Last I checked, lawyers generally have fuck-all authority to prohibit your use of hardware that you own, genius.

Re:"Implies" my fanny. He says it right out. (4, Funny)

rbannon (512814) | more than 7 years ago | (#16038972)

If that's true, I think Microsoft should hire away Apple's lawyers.

Re:"Implies" my fanny. He says it right out. (3, Insightful)

Mononoke (88668) | more than 7 years ago | (#16039008)

So Apple is supposed to patch someone else's drivers for a wi-fi card that would never be used with a Mac?

Apple probably looked at these guys and laughed.

Next thing you know, these guys will be "discovering" cold fusion.

Re:"Implies" my fanny. He says it right out. (5, Interesting)

Anonymous Coward | more than 7 years ago | (#16039069)

<blockquote>So Apple is supposed to patch someone else's drivers for a wi-fi card that would never be used with a Mac?
Apple probably looked at these guys and laughed. </blockquote>

Silly rabbit! What the author is inplying, very transparently, is that they found an exploit in the Apple driver that is very similiar to the one in Intel's driver.

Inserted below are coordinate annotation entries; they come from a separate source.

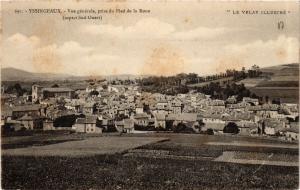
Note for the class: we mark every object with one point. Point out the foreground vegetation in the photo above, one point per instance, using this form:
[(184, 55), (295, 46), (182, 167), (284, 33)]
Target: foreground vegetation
[(117, 172), (133, 172)]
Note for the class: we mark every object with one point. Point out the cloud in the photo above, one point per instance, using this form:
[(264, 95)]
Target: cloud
[(70, 57), (144, 28), (200, 33), (152, 28)]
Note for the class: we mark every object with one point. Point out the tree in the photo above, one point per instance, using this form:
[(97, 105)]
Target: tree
[(55, 86), (231, 127), (210, 131), (94, 93)]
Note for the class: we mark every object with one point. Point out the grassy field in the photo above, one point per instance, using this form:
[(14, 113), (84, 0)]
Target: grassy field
[(166, 167)]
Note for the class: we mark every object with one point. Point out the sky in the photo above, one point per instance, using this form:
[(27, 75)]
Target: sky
[(175, 37)]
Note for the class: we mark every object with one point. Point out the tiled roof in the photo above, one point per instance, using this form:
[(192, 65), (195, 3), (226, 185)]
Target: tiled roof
[(58, 89)]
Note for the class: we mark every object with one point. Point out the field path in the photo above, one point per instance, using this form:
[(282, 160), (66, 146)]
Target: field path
[(229, 156), (254, 144), (87, 147)]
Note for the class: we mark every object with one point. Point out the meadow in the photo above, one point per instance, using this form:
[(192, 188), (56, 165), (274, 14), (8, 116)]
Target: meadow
[(167, 166)]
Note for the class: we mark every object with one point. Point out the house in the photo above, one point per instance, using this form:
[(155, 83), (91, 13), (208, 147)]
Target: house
[(292, 133), (125, 126), (39, 93), (160, 120), (188, 119), (31, 110), (252, 101), (214, 122), (31, 122), (58, 92), (176, 106), (88, 108), (48, 125), (141, 119), (87, 125), (270, 126), (139, 109)]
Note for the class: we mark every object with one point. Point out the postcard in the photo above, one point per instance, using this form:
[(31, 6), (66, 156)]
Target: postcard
[(126, 94)]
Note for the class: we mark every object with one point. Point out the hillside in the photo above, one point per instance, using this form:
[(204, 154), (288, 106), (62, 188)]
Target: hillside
[(277, 82), (276, 76), (13, 74)]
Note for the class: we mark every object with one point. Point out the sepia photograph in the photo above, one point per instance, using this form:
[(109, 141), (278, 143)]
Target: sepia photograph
[(133, 94)]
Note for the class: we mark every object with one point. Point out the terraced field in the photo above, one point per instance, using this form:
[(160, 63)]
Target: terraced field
[(184, 161)]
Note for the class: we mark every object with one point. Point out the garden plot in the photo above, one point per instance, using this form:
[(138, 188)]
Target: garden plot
[(254, 144), (87, 147), (258, 158)]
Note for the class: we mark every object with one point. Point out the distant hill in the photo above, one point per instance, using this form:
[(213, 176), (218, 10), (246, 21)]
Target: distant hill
[(276, 76), (277, 82), (13, 74)]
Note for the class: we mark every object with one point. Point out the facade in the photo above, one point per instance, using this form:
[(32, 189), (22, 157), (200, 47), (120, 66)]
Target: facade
[(40, 93), (87, 125)]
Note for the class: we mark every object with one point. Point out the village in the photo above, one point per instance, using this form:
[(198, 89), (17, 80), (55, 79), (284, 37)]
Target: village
[(102, 106)]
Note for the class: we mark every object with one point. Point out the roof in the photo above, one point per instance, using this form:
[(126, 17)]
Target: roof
[(32, 107), (141, 116), (160, 116), (87, 120), (182, 117), (292, 129), (58, 89), (128, 123)]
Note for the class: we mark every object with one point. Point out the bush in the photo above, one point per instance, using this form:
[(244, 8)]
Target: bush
[(210, 131), (231, 127)]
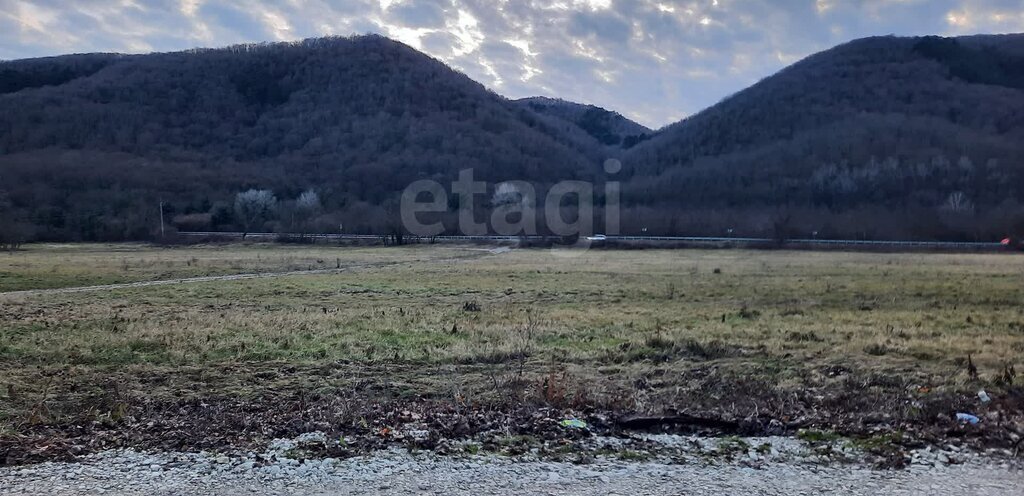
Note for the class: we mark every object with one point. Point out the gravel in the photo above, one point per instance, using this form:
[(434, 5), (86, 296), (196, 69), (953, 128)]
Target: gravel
[(770, 465)]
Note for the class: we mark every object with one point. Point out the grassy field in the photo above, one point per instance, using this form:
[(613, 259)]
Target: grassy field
[(645, 330), (48, 266)]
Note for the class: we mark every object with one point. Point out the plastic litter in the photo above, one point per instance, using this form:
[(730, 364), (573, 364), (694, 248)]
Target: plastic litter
[(984, 397), (968, 418), (573, 423)]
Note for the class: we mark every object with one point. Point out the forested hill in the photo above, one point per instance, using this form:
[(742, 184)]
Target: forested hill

Due to his NDA with his company he can't say what he might know about Apple's driver, but he can certainly point out a similar bug and exploit with a similar Intel driver and let you infer what you will... namely that a very similar bug exists in the Apple driver.

Now, whether that's true or not... that's another story.

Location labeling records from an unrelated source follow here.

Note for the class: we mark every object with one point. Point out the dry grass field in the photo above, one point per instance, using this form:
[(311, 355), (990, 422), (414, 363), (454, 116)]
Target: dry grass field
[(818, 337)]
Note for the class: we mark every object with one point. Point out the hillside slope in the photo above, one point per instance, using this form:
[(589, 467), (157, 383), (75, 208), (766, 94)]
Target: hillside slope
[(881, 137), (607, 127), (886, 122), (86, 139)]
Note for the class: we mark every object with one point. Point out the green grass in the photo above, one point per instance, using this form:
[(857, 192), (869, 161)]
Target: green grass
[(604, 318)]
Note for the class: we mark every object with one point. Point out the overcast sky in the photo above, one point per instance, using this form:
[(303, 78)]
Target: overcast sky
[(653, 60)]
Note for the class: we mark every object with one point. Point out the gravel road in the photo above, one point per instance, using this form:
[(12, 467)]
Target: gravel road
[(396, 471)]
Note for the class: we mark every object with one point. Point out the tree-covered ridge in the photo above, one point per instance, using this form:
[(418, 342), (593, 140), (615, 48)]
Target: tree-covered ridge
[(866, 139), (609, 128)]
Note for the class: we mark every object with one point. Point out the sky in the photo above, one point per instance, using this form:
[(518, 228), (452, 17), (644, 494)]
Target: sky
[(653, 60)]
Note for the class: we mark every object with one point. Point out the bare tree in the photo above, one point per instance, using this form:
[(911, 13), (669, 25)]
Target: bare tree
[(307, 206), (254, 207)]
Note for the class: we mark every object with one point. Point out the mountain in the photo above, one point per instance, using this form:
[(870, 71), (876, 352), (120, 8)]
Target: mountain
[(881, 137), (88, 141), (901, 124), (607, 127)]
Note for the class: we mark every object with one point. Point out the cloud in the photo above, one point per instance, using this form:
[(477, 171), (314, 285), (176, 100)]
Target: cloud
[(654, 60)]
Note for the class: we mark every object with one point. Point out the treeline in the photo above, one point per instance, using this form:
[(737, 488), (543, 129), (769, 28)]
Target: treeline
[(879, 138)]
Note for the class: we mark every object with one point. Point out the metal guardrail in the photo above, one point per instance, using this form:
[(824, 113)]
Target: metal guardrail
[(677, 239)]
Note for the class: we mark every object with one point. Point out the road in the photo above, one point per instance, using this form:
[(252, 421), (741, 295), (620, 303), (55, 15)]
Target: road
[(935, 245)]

Re:"Implies" my fanny. He says it right out. (0)

Anonymous Coward | more than 7 years ago | (#16039201)

The reading comprehension skills you've exhibited in this post is not what I've come to expect from such a low userid.

How is it "obvious" ? (4, Insightful)

Infonaut (96956) | more than 7 years ago | (#16039063)

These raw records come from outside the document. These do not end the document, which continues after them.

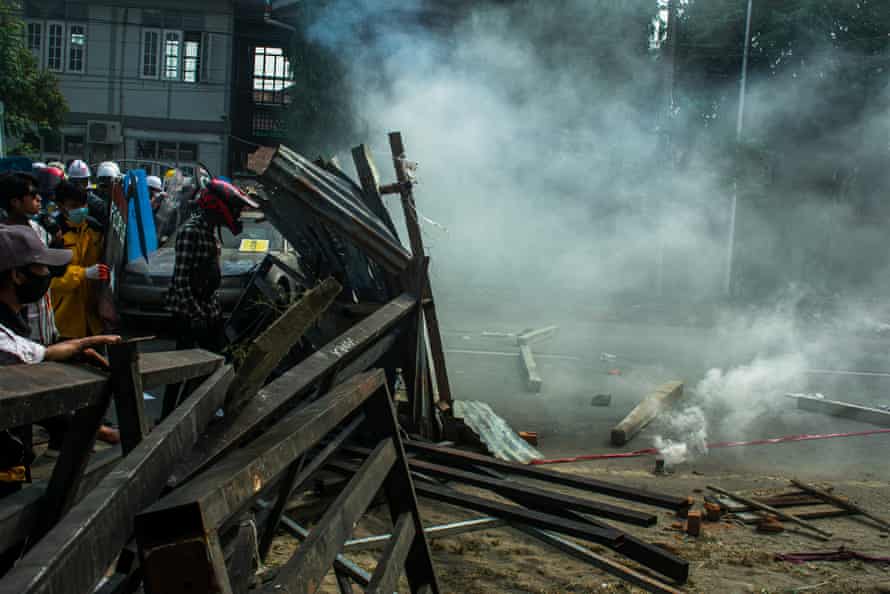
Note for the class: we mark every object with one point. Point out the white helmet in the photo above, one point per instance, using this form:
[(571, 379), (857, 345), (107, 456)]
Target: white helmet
[(155, 183), (108, 169), (78, 170)]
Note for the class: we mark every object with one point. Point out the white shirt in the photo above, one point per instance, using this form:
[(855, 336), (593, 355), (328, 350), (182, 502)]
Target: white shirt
[(15, 350)]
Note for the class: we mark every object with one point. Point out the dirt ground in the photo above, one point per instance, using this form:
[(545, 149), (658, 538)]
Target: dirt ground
[(727, 558)]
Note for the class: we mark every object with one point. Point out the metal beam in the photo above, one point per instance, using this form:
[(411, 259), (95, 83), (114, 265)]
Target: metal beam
[(77, 552), (297, 382), (304, 571), (30, 393), (460, 458)]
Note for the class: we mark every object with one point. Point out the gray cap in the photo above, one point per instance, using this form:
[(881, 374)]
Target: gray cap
[(20, 246)]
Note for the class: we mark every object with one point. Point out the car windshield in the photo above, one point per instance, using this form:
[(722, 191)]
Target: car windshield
[(253, 230)]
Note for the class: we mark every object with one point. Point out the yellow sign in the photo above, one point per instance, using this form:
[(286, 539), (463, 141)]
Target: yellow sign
[(254, 245)]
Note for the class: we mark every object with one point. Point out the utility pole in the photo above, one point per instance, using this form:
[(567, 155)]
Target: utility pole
[(740, 121)]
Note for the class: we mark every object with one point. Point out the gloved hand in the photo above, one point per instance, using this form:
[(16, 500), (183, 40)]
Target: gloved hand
[(99, 272)]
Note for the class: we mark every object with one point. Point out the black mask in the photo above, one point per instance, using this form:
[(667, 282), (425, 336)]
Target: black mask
[(34, 288)]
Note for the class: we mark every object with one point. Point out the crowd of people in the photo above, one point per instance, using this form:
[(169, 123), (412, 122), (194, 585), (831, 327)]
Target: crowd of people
[(53, 276)]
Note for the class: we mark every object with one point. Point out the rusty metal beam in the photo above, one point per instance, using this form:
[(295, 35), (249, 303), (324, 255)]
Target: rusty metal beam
[(75, 554), (463, 459), (293, 385), (304, 571)]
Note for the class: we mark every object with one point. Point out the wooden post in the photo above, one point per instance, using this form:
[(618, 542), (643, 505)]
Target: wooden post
[(126, 385)]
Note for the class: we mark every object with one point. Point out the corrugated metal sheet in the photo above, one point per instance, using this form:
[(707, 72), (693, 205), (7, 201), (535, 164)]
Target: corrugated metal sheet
[(502, 442)]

It's blatantly obvious that Apple's lawyers have come down on him like a ton of bricks

If Apple's lawyers wrote a nastygram to these guys, don't you think we'd have seen it by now? The first thing anyone in a public situation like this does when they get pressure from the big players is to publicize the legal threats.

At the moment all we have is the word of someone who cast aspersions at Mac users, disingenuously claimed that he was exploiting Apple security flaws, and now claims (not so subtly) that Apple's lawyers are the reason he can't come clean.

Just paranoid delusions? (1, Informative)

masonbrown (208074) | more than 7 years ago | (#16039301)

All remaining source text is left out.